I don’t know if “progressive” is what Tulsa has not been. I’d say its leadership has not been honest. There have been plenty of “progressive” plans, but they have mostly been scams that have enriched a few insiders like the Friends of the Tulsa World at taxpayer expense. The Great Plains Airlines scam–where the taxpayers have to pay BOK $7 million for bad loans that enriched the insiders is a recent example.

I think the BOK center is dog-ugly, and have thought so since I first saw the architect’s renderings in the newspaper. Just because it was done by “the great Cesar Pelli,” and our ciivic leaders hail it as our “signature statement for the 21st century” doesn’t make it good-looking. In the initial artwork, it looked like a dog dish with cooling fins, but in real life it looks like a giant screw wrapped in duct tape.

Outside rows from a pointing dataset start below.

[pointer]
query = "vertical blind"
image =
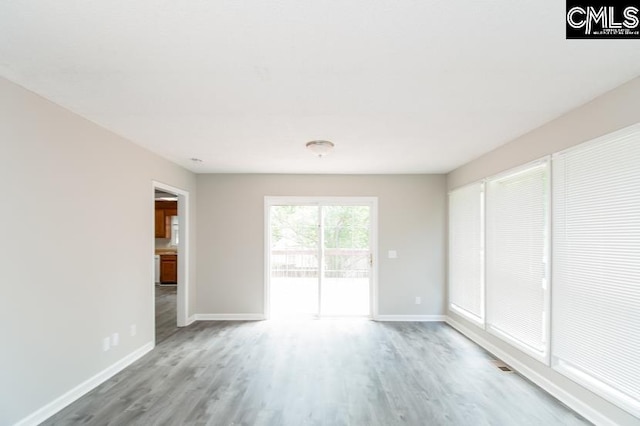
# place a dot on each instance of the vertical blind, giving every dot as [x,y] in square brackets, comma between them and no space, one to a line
[596,270]
[516,255]
[466,268]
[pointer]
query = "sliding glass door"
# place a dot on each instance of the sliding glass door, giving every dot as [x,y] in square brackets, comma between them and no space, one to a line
[320,259]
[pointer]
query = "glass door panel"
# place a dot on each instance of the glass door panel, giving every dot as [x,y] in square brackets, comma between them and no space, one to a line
[346,260]
[295,260]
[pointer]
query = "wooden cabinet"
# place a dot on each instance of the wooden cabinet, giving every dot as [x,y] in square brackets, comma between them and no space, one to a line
[164,211]
[168,269]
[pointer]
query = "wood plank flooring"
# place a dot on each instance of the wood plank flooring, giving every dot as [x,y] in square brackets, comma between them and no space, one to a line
[166,316]
[322,372]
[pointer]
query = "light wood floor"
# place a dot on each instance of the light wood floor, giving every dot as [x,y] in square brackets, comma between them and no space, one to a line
[326,372]
[166,316]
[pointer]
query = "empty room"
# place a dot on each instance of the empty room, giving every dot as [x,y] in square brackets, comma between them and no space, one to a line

OKC has had 20 years or so of civic leadership that has delivered on its promises. Tulsa has had over 40 years of civic leadership more interested in feeding at the public trough and in pleasing the suburban interests than in truly advancing the interests of the city. Too bad for us Tulsans.

Nice column, though. And, despite it all, Tulsa is still a great city.

The CitiPlex Towers (formerly the City of Faith Hospital) is still owned by ORU and leases space to a hospital, among other tenants. The structure has just received massive renovations to the lobby and is a great space to hold weddings, etc. There is some office space available to lease. The ORU campus is also experiencing extensive renovations. Thanks for bringing folks out to tour!